Temuan ini menunjukkan bahwa sesuatu tentang lingkungan paru-paru fibrotik mengacaukan fungsi populasi sel ini, yang secara kolektif mengarah pada penurunan luas dalam respons imun bawaan.
Moore berkata, “Banyak orang telah melihat bagaimana makrofag dan neutrofil berkontribusi pada fibrosis, tetapi tidak ada yang membalikkan pertanyaan dan menanyakan bagaimana fibrosis memengaruhi kemampuan makrofag dan neutrofil untuk melawan infeksi. Di situlah kekuatan penelitian ini.”
Cacat di luar paru-paru
Anehnya, sel-sel kekebalan yang rusak secara fungsional ini tidak terlokalisasi di paru-paru. Setelah memeriksa neutrofil yang diisolasi dari sumsum tulang tikus fibrotik, Warheit-Niemi menemukan bahwa mereka memiliki kelemahan yang sama dalam kemampuan melawan MRSA.
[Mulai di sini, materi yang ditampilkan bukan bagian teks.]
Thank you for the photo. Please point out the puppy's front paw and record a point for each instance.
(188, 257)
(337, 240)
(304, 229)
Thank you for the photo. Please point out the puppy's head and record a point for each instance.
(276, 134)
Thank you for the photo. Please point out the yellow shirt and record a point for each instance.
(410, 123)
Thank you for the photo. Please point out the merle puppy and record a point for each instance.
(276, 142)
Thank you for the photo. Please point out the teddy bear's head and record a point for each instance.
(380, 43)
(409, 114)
“Hipotesis saya adalah bahwa sinyal dari paru-paru fibrotik menuju ke sumsum tulang dan mempengaruhi sel-sel yang berkembang dan matang di sana,” kata Warheit-Niemi.
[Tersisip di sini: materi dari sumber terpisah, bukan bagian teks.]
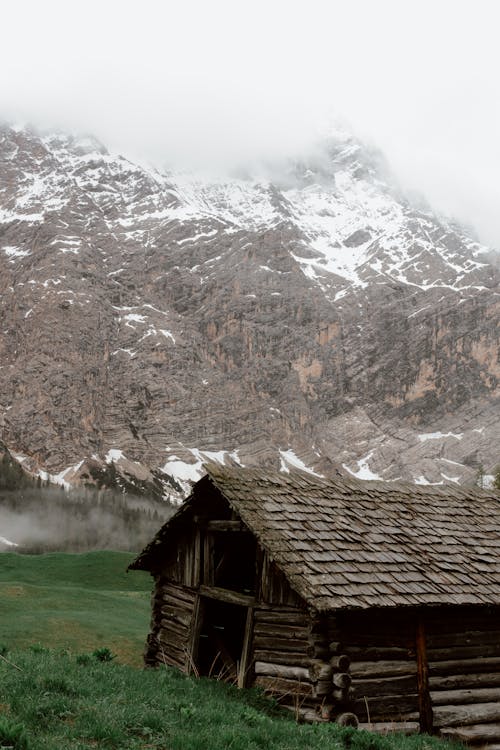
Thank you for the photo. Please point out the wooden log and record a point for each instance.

Dengan demikian, penelitian ini adalah yang pertama menunjukkan bahwa fibrosis mendatangkan malapetaka pada sel-sel kekebalan di dalam paru-paru, tetapi juga bahwa sinyal dapat melintasi paru-paru untuk menyebabkan masalah serupa di daerah tubuh lainnya. Apa sinyal ini, bagaimanapun, tetap menjadi misteri. Moore mematok ini sebagai titik awal kunci untuk penelitian masa depan, terutama mengingat potensi aplikasi klinisnya.
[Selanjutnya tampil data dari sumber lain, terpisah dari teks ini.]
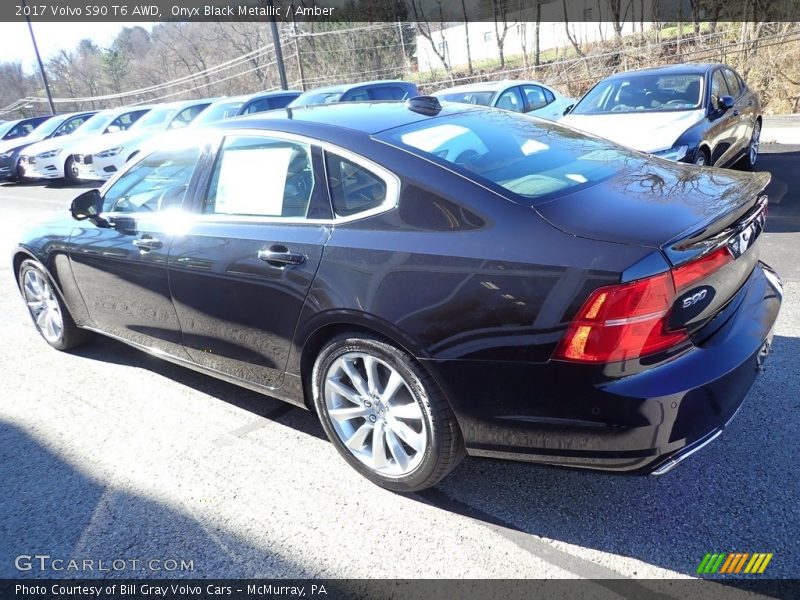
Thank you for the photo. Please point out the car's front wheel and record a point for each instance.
(753, 147)
(49, 313)
(71, 174)
(384, 414)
“Jika kami dapat mengidentifikasi sinyal ini, kami dapat mengembangkan strategi terapeutik untuk memblokirnya dan menjaga sel kekebalan pasien IPF dalam kondisi yang lebih baik untuk melawan infeksi,” katanya.
Sejalan dengan ini, sementara penelitian ini dilakukan pada tikus, ini membuka pintu untuk pemahaman yang lebih baik tentang hubungan antara fibrosis dan infeksi pada pasien manusia. Dari sudut pandang teknis, buktinya untuk defek imun sistemik yang dimediasi fibrosis berarti para peneliti berpotensi mengambil sampel sel dari darah pasien IPF dan mengukur kekuatan membunuh bakteri mereka. Secara klinis, temuan ini pada akhirnya dapat mengubah rejimen pengobatan dan kebiasaan perilaku mereka yang hidup dengan IPF.
“Di jalan, jika pasien IPF dirawat di rumah sakit dengan infeksi, hasil kami mungkin membantu membangun kerangka kerja untuk cara terbaik merawat mereka,” kata Warheit-Niemi, terutama jika sistem kekebalan pasien tidak berfungsi pada kapasitas penuh. .
Moore menambahkan, “Kami biasanya tidak memberi tahu pasien IPF bahwa mereka mengalami imunosupresi—tetapi mungkin demikian. Jika hasil kami bertahan pada manusia, dan kami pikir mereka akan melakukannya, ini bisa berarti pasien ini mungkin ingin mengambil tindakan pencegahan ekstra untuk pencegahan infeksi.